Store large records in Amazon S3 with a reference in Kafka
A useful approach for storing large records involves utilizing an alternative storage solution while employing a reference within Kafka. In this context, Amazon S3 stands out as an excellent choice due to its exceptional durability and cost-effectiveness. The procedure involves uploading the record as an object to an S3 bucket and subsequently writing a reference entry in Kafka topic. This entry incorporates an attribute that serves as a pointer, indicating the location of the object within Amazon S3. With this approach, you can generate a pre-signed URL associated with the S3 object’s location. This link can be shared with the consumer, offering direct access to the object without the need for intermediary server-side data transfers.
Increasing message size Limits in Amazon MSK
If you need to send messages larger than 1MB in Amazon MSK, you'll need to modify configurations at multiple levels. Here's how:
1. MSK Cluster Configuration
To modify the cluster-level settings in Amazon MSK (For MSK Standard broker and MSK Express broker) :
- You need to create or update existing cluster configuration and add below configurations (example: 10MB message):
message.max.bytes=10485880
replica.fetch.max.bytes=10485880
- Apply this configuration to your cluster.
However, instead of changing this at the cluster level, it is recommended to change the message.max.bytes at the topic level. You must set the setting replica.fetch.max.bytes in cluster level so that your brokers can replicate the large messages correctly.

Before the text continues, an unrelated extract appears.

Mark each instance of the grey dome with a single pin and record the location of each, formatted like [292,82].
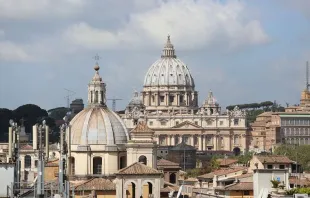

2. Topic-Level configuration
You can modify an existing topic with the command below to allow 10MB messages:
kafka-configs.sh --bootstrap-server BOOTSTRAP-SERVER --alter --entity-type topics --entity-name myTopic --add-config max.message.bytes=10485880
3. Producer-Level configuration
You must change the below properties on producer-side to ensure large messages can be sent.
- max.request.size: The max.request.size parameter defines the maximum allowed message size, preventing failed sends due to size limits. This is crucial for applications that send large payloads.
- buffer.memory: The buffer.memory(Default:32MB) parameter controls the total memory allocated to the producer. It affects the producer's ability to handle large messages and should be sized appropriately based on message volume.
4. Consumer-Level configuration
You must change the below properties on consumer-side to ensure large messages can be consumed.
- fetch.max.bytes: The fetch.max.bytes (Default:55MB) parameter limits the amount of data a consumer can retrieve in a single request. It is configurable based on expected message sizes and is crucial for applications that consume large messages..
- max.partition.fetch.bytes: The max.partition.fetch.bytes(Default: 1MB) parameter controls the maximum data fetch size per partition. It helps prevent processing issues with large individual messages and should be sized to accommodate the largest expected messages.
Conclusion
While Amazon MSK offers flexibility in handling larger message sizes, the decision to increase message size limits requires careful consideration of multiple factors. The potential performance impact, increased costs, and infrastructure demands must be weighed against operational requirements. Rather than simply increasing message size limits, organizations should first explore alternative solutions such as message compression or S3 integration. A methodical approach including thorough testing, comprehensive monitoring, and adherence to best practices is essential for successful implementation. Ultimately, the primary goal should be to maintain optimal cluster performance while meeting business needs when modifying message size configurations in Amazon MSK.